By James Saft
(Reuters) – An apparent economic recovery and a recent tumble in the price of gold has investors wondering if the precious metal has lost its place in a portfolio. Gold, having soared higher since the onset of the financial crisis, is down about 17 percent from its September peak, and has fallen 7.5 percent in less than a month. In large part, gold’s comeuppance is attributable to improving economic data and a sense that – terrible as things may be in Europe – the banking system will not implode. So, then, if the world’s not ending why own gold? Arguing the case against gold ownership is none other than Warren Buffett, who argues for equities and calls gold a non-productive asset. Why hold gold, which never innovates, never increases profit margins and never opens up new markets? “If you own one ounce of gold for an eternity, you will still own one ounce at its end,” Buffett wrote in his most recent annual letter to shareholders. here “This type of investment requires an expanding pool of buyers, who, in turn, are enticed because they believe the buying pool will expand still further. Owners are not inspired by what the asset itself can produce – it will remain lifeless forever – but rather by the belief that others will desire it even more avidly in the future,” Buffett said. Gold, Buffett correctly points out, has benefited first from a fear trade, bought up by investors who worry that central banks and governments will engineer a raging inflation in order to erode away the debts they struggle under.
Secondly, as with all assets that rise sharply in price, gold has gotten a push higher by momentum buyers, those who add their money to the rush in hopes of getting out when the trend wanes. Remove those supports and gold should fall, sharply and rapidly.
THE BACKSIDE OF QE Buffett is surely right about gold’s inability to procreate or grow, but I think he presents the fear trade as too much of an all-or-nothing bargain. Gold is a kind of anti-investment, an insurance policy against the bad actions of other people.
Sure, it won’t invent a new widget and make you rich, but neither will it, like some company executives, overpay itself and re-price its share options.

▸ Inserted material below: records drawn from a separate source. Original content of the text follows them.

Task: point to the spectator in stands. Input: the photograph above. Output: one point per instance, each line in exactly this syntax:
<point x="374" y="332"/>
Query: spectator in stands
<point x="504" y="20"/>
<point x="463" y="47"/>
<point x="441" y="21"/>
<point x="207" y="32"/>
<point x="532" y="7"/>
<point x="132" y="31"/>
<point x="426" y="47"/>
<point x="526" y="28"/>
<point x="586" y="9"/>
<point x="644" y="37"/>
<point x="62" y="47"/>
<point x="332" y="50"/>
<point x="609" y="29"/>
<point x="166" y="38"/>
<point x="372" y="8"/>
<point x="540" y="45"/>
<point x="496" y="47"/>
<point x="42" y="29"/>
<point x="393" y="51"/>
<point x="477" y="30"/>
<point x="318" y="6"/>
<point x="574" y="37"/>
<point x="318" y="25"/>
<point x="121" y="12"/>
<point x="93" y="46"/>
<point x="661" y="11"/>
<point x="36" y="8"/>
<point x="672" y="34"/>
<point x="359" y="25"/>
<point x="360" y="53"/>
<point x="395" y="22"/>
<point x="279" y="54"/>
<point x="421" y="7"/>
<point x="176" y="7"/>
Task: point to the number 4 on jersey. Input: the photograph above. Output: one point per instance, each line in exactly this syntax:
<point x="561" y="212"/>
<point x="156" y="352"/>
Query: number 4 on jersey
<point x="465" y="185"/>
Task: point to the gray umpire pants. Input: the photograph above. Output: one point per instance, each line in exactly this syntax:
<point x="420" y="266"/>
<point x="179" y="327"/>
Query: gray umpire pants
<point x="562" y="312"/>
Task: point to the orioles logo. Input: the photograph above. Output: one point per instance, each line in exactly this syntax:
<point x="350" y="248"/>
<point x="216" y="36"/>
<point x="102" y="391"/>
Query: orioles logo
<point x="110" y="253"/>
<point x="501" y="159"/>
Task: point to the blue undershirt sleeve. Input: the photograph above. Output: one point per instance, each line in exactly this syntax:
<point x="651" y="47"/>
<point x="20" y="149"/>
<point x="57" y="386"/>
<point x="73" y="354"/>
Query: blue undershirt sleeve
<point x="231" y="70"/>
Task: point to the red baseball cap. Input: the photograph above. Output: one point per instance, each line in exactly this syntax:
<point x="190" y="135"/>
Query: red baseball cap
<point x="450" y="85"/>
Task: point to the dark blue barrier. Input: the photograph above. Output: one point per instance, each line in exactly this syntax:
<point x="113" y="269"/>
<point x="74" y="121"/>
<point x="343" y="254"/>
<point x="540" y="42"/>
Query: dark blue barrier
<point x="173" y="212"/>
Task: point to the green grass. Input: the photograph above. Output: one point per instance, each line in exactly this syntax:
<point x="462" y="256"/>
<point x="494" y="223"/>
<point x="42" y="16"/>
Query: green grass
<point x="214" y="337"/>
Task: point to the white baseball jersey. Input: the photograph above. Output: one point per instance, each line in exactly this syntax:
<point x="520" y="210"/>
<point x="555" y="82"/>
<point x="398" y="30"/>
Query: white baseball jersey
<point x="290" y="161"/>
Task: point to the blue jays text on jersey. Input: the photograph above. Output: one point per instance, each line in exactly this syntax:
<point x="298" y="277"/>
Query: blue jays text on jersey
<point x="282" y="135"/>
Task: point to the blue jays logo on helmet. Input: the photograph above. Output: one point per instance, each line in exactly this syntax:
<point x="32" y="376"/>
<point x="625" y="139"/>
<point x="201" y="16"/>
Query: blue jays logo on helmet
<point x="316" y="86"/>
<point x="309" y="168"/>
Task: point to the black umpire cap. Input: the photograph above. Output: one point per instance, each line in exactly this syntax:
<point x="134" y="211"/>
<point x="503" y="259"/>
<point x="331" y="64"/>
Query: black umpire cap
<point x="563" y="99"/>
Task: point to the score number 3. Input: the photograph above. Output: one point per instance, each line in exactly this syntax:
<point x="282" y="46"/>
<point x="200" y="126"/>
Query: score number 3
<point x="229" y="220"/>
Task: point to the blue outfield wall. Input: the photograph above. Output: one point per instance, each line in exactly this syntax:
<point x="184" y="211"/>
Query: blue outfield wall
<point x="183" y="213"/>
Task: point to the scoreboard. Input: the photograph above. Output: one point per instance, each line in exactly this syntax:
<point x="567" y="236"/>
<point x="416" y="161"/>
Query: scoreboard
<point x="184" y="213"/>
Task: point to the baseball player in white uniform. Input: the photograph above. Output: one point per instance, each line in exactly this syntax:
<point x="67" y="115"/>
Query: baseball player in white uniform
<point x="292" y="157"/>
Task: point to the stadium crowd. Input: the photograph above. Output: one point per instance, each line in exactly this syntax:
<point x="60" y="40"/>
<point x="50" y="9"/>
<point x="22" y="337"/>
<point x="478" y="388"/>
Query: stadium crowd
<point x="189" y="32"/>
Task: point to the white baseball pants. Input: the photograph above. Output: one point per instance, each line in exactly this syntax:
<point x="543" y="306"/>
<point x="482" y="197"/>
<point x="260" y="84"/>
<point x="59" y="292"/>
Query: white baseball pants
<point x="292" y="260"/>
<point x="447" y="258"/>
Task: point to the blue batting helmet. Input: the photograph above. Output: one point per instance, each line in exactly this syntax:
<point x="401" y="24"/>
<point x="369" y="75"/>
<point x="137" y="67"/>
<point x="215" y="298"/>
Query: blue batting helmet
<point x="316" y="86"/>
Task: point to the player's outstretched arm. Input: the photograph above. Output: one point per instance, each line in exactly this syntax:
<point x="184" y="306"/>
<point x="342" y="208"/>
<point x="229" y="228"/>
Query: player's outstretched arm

It is reasonable, given the recent run of data, to think that another round of quantitative easing is less likely in the U.S. That surely must reduce the current value of gold, which unlike dollar bills can’t be made to come into existence by a central banker.
But it is important to remember that the impact of QE isn’t over simply if the Fed no longer prints money. There is still the issue of how to retract the huge amount of liquidity from a recovering economy. It is important to note that longer-term U.S. debt has been selling off very strongly recently. That could be entirely benign, as it could simply reflect a more optimistic outlook for growth and hence a more normal outlook for inflation.